Actors freeze up when they know that there's a cost to failure--a thousand-foot magazine of film costs $1,200 between film and developing. Said Bill: "That slight whirring noise of film running through the camera is the sound of money. And it gets in the way of being real."


Anybody? Anybody? I have on my wall three absolutely fantastic candid pictures of my kids, enlarged and proudly displayed rather than clustered on a shelf or on the fridge, because we bought a big memory card for our digital camera and are able to take a hundred and some high-res pictures without unloading. If I hadn't had literally dozens of shots of each child to choose from - that is, if I'd been limited to the amount of film I was willing to buy and develop - I would have had virtually no chance of taking three shots good enough to treat like professional portraits. My mother-in-law, digital camera always at the ready, treats the medium the way she always has: "Get over there next to your brother, honey. Sit up a little. Turn. No, the other way. Now - SMILE! Darn it, you had your eyes closed. Let's try it again..." rather than clicking away twenty times on the premise that one of those twenty captures will yield something good. It frustrates me to watch (especially since the whole reason professional photographers can charge the big bucks for children's portraits is because it's so hard to get three kids to look good all at once in a portrait-style shot), but I understand the impulse.
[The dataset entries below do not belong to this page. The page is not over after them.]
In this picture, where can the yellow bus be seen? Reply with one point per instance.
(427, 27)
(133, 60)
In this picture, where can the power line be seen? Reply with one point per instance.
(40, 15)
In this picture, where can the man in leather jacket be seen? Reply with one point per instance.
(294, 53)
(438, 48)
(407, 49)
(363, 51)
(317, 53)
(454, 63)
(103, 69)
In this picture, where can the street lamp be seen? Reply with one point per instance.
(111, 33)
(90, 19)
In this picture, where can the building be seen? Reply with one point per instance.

So. Available tools change the types of accomplishments we strive for - no great news there. The question for me is whether our "accomplishments" in these days, aided by tools that can turn the rankest amateur into an occasional master by dint of sheer persistence, render this age a new renaissance, in which we ought to try not just to perform learned skills adequately but actually to be relatively masterful in several areas at once. With my computer, an internet connection, my digital camera, and enough time, I can (both theoretically and, in some cases, in fact) turn out a killer home movie, gallery-worthy photos or even "art" if I apply enough filters, an animated feature, a book that only needs professional binding... Add some readily available craft materials and I can actually bind that book and expect it to last for decades, or turn out cards that ought by rights to put Hallmark out of business, or illuminate a manuscript. If I have a melody line in my head and a Moog or its equivalent, I can (and this is purely theoretical - I've never yet come up with a melody that's worth remembering) arrange it and "perform" it with multiple virtual instruments, sing it in harmony, and distribute it over the internet. Between the resources available at any public library and the resources available at my desk, I have access to almost everything I need to become "accomplished" in the 19th-century sense, at least on paper (I can't afford a horse), as well as in the 21st-century one (that's what my HTML, VBScript, and SQL books are for). So. Do I focus, or do I diffuse my efforts? With so very much available to be learned, am I better off as a specialist or as a generalist?

Heinlein had his opinion:

A human being should be able to change a diaper, plan an invasion, butcher a hog, conn a ship, design a building, write a sonnet, balance accounts, build a wall, set a bone, comfort the dying, take orders, give orders, cooperate, act alone, solve equations, analyze a new problem, pitch manure, program a computer, cook a tasty meal, fight efficiently, die gallantly. Specialization is for insects.